Four officers found guilty of breaching duties in $17m MIS
The Federal Court has found that four current and former directors of Linchpin Capital Group and Endeavour Securities breached duties as officers of a responsible entity of a registered managed investment scheme and did not act in the best interests of members.
According to ASIC, Ian Williams, Paul Raftery and Paul Nielsen, directors of Endeavour, and Peter Daly, director of Linchpin and an acting director of Endeavour, “did not take the proper steps to ensure they complied with the law” in managing $17 million through a registered managed investment scheme called the Investport Income Opportunity Fund.
Linchpin operated an unregistered managed investment scheme, which was also called the Investport Income Opportunity Fund.

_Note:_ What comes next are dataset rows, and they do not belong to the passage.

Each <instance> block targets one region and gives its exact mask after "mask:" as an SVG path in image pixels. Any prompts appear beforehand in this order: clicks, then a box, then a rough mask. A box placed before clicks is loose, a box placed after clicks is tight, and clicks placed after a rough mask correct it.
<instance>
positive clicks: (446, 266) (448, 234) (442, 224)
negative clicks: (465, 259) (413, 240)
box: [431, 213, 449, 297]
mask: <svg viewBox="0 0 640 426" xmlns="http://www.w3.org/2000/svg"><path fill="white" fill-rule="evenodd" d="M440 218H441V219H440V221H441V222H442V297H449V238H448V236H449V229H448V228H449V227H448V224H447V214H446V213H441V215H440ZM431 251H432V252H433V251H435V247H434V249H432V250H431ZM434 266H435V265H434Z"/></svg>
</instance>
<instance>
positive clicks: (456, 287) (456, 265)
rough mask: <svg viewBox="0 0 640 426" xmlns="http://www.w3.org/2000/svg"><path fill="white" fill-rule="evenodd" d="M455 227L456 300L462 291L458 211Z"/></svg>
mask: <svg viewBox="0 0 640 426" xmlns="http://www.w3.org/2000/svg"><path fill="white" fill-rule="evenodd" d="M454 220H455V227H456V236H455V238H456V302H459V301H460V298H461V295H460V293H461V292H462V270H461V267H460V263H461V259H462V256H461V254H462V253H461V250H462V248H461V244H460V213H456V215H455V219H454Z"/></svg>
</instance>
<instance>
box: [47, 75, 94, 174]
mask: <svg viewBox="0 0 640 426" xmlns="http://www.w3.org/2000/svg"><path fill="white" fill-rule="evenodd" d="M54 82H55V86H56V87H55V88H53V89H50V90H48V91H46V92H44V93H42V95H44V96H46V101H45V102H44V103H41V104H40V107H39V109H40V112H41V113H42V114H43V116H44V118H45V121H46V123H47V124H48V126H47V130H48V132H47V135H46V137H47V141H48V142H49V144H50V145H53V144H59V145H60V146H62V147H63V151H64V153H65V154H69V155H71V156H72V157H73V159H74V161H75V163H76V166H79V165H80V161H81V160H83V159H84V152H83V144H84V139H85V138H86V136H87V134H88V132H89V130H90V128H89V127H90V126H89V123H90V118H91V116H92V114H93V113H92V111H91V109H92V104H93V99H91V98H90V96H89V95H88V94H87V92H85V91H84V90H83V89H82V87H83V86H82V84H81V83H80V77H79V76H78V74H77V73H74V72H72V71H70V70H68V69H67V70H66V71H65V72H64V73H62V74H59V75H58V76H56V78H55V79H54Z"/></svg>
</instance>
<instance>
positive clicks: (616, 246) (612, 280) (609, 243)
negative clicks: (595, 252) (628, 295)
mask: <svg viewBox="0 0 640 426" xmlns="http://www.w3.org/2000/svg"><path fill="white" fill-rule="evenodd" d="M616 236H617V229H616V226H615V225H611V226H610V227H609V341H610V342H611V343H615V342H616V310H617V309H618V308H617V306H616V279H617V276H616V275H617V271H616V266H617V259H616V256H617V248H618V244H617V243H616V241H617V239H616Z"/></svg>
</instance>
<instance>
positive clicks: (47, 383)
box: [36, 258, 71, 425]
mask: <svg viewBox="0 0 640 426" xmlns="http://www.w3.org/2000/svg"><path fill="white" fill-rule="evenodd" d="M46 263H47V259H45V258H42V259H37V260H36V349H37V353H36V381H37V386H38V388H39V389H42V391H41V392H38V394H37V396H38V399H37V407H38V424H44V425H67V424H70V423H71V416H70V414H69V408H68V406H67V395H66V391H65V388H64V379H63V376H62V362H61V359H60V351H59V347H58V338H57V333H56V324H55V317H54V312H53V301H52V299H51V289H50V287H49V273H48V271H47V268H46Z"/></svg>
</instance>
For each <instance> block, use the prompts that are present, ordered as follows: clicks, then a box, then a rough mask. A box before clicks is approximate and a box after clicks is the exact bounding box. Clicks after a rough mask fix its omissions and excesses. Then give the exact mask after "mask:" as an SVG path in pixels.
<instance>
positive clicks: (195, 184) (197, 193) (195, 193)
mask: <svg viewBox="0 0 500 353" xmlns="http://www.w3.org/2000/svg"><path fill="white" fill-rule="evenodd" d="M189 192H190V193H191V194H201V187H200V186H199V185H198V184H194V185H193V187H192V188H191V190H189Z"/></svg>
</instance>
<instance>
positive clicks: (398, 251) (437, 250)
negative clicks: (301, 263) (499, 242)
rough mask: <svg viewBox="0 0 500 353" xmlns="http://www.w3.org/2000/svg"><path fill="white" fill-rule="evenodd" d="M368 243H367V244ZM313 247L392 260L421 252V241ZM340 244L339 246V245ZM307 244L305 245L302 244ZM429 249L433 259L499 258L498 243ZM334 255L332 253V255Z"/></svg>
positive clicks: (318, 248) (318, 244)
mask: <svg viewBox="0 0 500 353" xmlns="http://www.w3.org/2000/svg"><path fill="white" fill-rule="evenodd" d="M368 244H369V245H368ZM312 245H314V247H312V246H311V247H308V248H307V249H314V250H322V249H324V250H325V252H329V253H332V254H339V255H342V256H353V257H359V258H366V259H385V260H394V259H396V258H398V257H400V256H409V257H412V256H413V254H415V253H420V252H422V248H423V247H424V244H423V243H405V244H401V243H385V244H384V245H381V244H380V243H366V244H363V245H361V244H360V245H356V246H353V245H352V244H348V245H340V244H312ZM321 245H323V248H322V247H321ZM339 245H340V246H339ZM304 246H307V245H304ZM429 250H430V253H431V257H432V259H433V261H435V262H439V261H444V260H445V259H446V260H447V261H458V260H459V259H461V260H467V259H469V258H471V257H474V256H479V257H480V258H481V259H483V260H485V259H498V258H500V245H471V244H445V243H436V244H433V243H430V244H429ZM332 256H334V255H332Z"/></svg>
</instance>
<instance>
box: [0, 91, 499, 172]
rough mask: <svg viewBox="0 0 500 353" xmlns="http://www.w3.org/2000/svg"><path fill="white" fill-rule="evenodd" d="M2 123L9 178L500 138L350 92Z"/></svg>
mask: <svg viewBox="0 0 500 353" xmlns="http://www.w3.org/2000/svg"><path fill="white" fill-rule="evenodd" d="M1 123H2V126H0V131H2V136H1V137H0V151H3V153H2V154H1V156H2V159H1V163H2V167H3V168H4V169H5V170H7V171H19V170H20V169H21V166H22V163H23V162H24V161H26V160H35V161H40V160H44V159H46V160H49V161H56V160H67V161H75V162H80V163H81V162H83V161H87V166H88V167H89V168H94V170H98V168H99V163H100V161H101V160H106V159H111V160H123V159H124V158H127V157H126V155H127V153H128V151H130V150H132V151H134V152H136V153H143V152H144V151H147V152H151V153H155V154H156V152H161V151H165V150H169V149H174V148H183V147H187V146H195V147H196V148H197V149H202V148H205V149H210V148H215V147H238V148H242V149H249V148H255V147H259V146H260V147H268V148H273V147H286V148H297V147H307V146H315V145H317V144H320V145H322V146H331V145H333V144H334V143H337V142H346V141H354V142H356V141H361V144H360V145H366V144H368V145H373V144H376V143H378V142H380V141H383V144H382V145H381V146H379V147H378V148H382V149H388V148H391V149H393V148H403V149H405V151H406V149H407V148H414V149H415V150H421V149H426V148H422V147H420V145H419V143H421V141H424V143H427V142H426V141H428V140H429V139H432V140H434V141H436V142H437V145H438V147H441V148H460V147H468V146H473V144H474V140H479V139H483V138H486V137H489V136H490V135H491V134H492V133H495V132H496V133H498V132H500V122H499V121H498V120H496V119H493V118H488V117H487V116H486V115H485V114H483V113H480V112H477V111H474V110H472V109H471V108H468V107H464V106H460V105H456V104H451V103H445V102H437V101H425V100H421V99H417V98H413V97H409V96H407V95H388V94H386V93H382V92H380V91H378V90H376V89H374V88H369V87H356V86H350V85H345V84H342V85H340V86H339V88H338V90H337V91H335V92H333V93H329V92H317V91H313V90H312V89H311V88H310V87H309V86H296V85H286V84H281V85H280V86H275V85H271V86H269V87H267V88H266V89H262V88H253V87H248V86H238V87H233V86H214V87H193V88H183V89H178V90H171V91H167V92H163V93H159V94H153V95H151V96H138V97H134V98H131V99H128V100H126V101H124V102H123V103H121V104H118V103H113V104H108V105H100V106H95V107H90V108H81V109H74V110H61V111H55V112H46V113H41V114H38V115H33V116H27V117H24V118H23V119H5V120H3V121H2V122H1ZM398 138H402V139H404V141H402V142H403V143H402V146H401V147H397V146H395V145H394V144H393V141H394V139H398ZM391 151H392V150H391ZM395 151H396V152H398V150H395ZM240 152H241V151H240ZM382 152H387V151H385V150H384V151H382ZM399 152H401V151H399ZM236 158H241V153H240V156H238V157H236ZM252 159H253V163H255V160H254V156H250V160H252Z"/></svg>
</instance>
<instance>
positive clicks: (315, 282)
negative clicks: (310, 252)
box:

The Court found Daly and Raftery improperly used their positions by receiving unsecured loans from the unregistered Investport Income Opportunity Fund for their personal use.
Daly received loans totalling $130,000 and Raftery took a $40,000 loan.
ASIC deputy chair Sarah Court said: “They were responsible for large sums of money but did not take the proper steps to ensure they complied with the law. Disclosure statements did not reflect the true position and two of the directors were found by the Court to have made improper use of their positions to gain advantage for themselves.
“Investors expected a level of compliance that was not delivered. For ASIC, it was critical that these officers were held accountable.”
The Court found that between 2015 and 2018, the individuals in question:
- Did not take all reasonable steps to ensure that Endeavour complied with its compliance plan, obtain member approval for related party loans and issue Product Disclosure Statements that complied with the law;
- Failed to exercise care and diligence;
- Did not act in the best interests of members of the Investport Income Opportunity Fund.
In handing down judgment, Justice Elizabeth Cheeseman said: “The circumstances in which and the way in which Endeavour transferred the funds to Linchpin markedly departed from the standard that one would expect between unrelated parties, each acting in their own best interests.
“In short, the Endeavour transfers were uncertain, uncommercial and improvident.”
She identified a “clear conflict” between the interests of unit holders in the registered scheme and the interests of Linchpin and the borrowers under the unregistered scheme loans.
“That conflict was not recognised and was not mitigated by the respondents in their respective roles as officers of Endeavour,” Cheeseman stated.
“The conduct of Daly and Raftery, respectively, in entering into the Daly Loans and the Raftery Loan (as varied), fell short of the standards of conduct that would be expected of individuals in their position by reasonable persons with knowledge of the duties, powers and authority of officers of responsible entities of a registered managed investment schemes.”
Nielsen, Raftery, and Williams did not contest ASIC’s case at trial.
All four individuals had previously been banned in November 2019 from providing financial services for five years.
ASIC would now seek orders from the Court, imposing pecuniary penalties and periods of disqualification against the current and former directors from managing corporations.